The farther your organization travels down the digital transformation path, the more critical API protection is to your overall security posture. Every day, your development teams are innovating; they rely more on microservices to save time and money as they automate business-to-business processes and provide a back-end for mobile applications. APIs are the cornerstone of your organization’s digital transformation process.
This trend will not be reversing anytime soon. A recent SlashData survey showed that by the end of 2020, nearly 90% of developers were using APIs. Why shouldn’t they? APIs simplify low-level software layers and enable developers to focus on the core functionality of their applications. APIs lower the barrier to entry for inexperienced developers, and at the same time increase efficiency for more experienced people, especially in cases where they would need to intervene and customize things in the low-level layers.
Unfortunately, cybercriminals have taken notice of this and are deliberately finding new attack vectors and exploits during this shift to an API economy.
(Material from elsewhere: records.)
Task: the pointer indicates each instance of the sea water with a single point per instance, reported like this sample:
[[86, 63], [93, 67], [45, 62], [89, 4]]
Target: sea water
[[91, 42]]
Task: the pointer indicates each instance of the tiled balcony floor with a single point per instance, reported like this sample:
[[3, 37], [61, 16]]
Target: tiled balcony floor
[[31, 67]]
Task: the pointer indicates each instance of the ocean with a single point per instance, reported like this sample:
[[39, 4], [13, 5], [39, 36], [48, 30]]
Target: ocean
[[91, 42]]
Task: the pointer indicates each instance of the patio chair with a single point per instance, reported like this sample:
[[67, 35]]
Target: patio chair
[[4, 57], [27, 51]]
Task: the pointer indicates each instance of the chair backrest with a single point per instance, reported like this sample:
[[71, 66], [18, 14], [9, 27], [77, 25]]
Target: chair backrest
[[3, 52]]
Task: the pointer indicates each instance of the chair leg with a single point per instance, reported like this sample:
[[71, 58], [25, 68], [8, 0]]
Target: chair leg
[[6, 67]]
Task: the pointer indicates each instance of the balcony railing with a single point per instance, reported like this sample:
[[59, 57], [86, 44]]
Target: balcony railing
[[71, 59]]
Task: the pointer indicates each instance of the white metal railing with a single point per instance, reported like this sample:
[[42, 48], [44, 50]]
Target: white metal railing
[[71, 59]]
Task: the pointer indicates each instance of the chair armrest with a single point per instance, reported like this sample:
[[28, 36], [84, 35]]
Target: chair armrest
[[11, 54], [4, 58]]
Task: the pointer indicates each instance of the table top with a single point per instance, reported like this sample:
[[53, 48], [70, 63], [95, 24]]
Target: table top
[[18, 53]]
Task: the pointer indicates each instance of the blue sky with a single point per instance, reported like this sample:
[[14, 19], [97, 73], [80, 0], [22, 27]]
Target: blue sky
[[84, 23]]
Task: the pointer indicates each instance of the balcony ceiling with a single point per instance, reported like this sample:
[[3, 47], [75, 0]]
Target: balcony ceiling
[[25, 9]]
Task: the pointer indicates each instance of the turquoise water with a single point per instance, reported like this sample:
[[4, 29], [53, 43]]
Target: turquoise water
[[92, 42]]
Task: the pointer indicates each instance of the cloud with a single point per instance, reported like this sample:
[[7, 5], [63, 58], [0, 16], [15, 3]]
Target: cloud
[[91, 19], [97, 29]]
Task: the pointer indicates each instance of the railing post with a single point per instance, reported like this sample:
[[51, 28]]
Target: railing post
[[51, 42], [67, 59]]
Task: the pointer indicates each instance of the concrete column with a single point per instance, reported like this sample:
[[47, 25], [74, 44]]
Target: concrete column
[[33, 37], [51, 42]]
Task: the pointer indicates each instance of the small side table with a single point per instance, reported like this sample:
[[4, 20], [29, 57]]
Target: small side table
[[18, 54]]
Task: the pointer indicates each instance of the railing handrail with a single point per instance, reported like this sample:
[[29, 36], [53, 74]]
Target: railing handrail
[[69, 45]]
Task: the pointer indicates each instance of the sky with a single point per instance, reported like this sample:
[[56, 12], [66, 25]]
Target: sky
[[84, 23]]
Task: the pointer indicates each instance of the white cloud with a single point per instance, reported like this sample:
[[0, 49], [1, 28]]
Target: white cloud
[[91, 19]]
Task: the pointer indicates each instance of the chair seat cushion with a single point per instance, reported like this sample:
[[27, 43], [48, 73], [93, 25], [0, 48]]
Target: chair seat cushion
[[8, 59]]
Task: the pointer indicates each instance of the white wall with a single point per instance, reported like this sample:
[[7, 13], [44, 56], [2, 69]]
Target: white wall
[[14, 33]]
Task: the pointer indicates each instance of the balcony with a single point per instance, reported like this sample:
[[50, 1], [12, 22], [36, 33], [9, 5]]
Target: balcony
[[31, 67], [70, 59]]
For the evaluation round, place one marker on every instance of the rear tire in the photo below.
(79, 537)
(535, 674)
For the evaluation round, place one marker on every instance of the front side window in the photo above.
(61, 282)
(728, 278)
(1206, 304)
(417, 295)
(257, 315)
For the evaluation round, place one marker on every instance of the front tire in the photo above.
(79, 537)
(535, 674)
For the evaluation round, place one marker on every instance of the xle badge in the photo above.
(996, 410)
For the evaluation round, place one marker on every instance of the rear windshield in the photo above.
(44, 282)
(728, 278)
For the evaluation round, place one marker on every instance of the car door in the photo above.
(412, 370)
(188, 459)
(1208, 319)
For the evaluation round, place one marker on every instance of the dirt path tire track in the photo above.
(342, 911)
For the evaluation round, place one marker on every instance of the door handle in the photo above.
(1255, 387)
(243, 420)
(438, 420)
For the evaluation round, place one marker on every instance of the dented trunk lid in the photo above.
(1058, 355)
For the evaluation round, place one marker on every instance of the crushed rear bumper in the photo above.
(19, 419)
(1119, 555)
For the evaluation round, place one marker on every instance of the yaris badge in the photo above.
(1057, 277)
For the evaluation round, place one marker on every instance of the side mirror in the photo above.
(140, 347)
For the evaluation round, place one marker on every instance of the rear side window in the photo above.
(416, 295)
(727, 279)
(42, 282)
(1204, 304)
This creates the critical need for organizations to adopt new security measures that can better protect their APIs as a part of their overall application security posture.
API protection starts with a positive security model
Effective API security should leverage its strength in distributed denial of service (DDoS) protection as well as other security capabilities in order to protect APIs. Beyond this, organizations should employ a positive security model as a second layer of defense for API traffic that blocks any misuse of APIs by malicious users. The positive security model should be built automatically and use an organization’s OpenAPI specifications (sometimes known as Swagger specifications) to do it. This allows organizations to integrate API security into their (CI/CD) processes. Using this method, every time an API is updated it is secured automatically, leading to faster software release cycles.
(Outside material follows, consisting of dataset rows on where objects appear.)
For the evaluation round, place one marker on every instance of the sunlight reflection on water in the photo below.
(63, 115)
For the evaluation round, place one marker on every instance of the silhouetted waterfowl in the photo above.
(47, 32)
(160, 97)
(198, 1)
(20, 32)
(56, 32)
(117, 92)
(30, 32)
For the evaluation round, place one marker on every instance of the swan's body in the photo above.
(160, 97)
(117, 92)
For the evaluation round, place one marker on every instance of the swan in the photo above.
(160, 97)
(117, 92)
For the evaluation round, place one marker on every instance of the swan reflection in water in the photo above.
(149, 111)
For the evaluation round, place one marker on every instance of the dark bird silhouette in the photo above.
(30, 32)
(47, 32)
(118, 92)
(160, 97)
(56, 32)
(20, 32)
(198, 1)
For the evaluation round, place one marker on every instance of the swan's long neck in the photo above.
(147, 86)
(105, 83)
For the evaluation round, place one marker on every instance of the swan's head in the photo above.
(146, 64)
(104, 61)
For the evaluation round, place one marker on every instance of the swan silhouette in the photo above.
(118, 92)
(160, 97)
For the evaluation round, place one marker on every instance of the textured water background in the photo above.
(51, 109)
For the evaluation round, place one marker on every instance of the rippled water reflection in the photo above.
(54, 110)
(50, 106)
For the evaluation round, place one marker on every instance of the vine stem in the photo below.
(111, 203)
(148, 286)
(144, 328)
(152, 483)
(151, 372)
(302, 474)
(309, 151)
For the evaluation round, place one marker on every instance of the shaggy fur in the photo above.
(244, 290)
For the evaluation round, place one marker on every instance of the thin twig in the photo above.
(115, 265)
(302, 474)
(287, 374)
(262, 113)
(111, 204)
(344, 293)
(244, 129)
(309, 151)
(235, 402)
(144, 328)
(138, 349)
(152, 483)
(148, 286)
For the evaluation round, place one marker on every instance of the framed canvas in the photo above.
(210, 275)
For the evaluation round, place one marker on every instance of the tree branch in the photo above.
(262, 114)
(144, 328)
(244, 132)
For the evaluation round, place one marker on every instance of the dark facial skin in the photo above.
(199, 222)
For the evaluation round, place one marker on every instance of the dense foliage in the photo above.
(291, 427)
A unified security approach for APIs
Your API security strategy should be part of a larger technology suite that simplifies security management with an integrated CDN, Load Balancer, and DDoS Protection for both website and API traffic. Security policies should span both websites and APIs, with a single analytics layer for unified visibility and contextual insights. Your strategy should afford immediate protection for your APIs against critical security attacks with out-of-the-box security policies. This should be accompanied by advanced capabilities that enable you to build customized policies in order to meet your specific requirements. Your positive security model, built from your own OpenAPI specifications, should remove the burden of specification validation on your developers and the load on your application in runtime. You should also be able to integrate security seamlessly into your API lifecycle management process via CI\CD tools or leading API management vendors. Integration allows every addition or change of an API by development teams to be automatically updated within your overall security strategy, preventing the usual security bottleneck in API deployment.
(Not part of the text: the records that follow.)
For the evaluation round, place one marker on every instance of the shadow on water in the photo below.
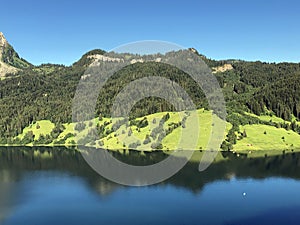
(17, 162)
(14, 161)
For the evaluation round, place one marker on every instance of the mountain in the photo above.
(10, 62)
(36, 101)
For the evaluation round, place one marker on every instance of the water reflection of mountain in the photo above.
(15, 160)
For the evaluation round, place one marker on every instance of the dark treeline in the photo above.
(46, 92)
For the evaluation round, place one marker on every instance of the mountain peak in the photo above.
(3, 40)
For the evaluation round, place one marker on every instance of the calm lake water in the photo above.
(56, 186)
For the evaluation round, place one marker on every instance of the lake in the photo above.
(56, 186)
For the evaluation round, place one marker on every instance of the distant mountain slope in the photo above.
(10, 62)
(35, 93)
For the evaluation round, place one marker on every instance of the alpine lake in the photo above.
(55, 185)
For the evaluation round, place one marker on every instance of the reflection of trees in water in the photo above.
(16, 160)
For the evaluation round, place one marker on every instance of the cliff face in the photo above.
(3, 44)
(10, 62)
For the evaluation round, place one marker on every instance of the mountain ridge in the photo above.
(45, 92)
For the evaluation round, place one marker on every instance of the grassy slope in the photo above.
(255, 140)
(263, 137)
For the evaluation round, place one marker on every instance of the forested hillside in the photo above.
(45, 92)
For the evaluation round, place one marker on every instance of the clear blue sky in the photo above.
(60, 31)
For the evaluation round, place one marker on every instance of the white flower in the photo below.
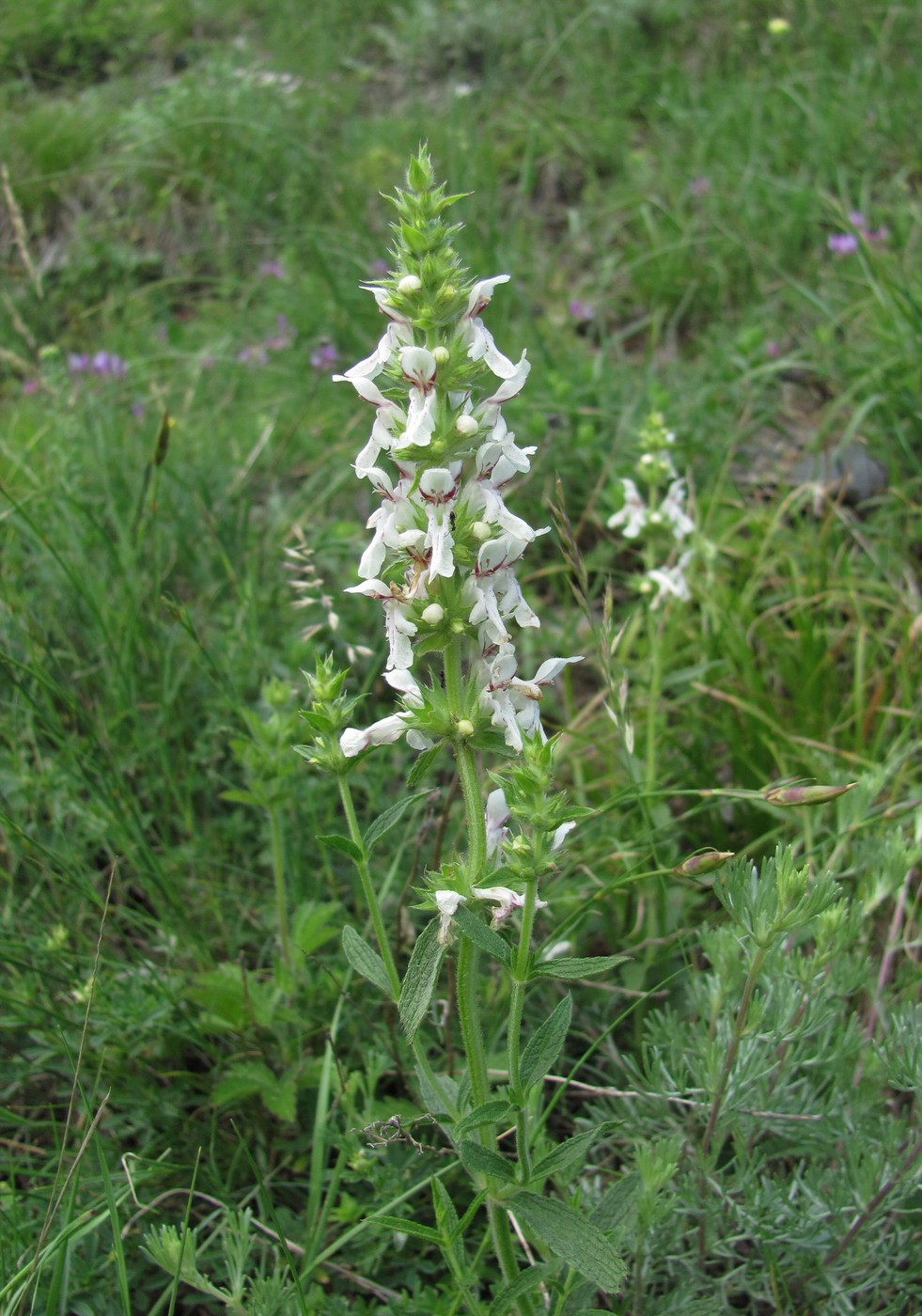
(420, 418)
(510, 387)
(446, 903)
(438, 490)
(389, 729)
(418, 368)
(474, 336)
(672, 509)
(496, 815)
(384, 732)
(398, 625)
(671, 581)
(394, 523)
(633, 515)
(514, 703)
(560, 835)
(507, 899)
API security should be an essential part of your organization’s overall application security strategy, enabling you to both reduce risk and provide an optimal user experience. Your solution should safeguard applications on-premises and in the cloud by blocking critical API security attacks, providing a positive security model built from OpenAPI specifications, integrating security into API lifecycle management, and delivering a unified solution for website and API security.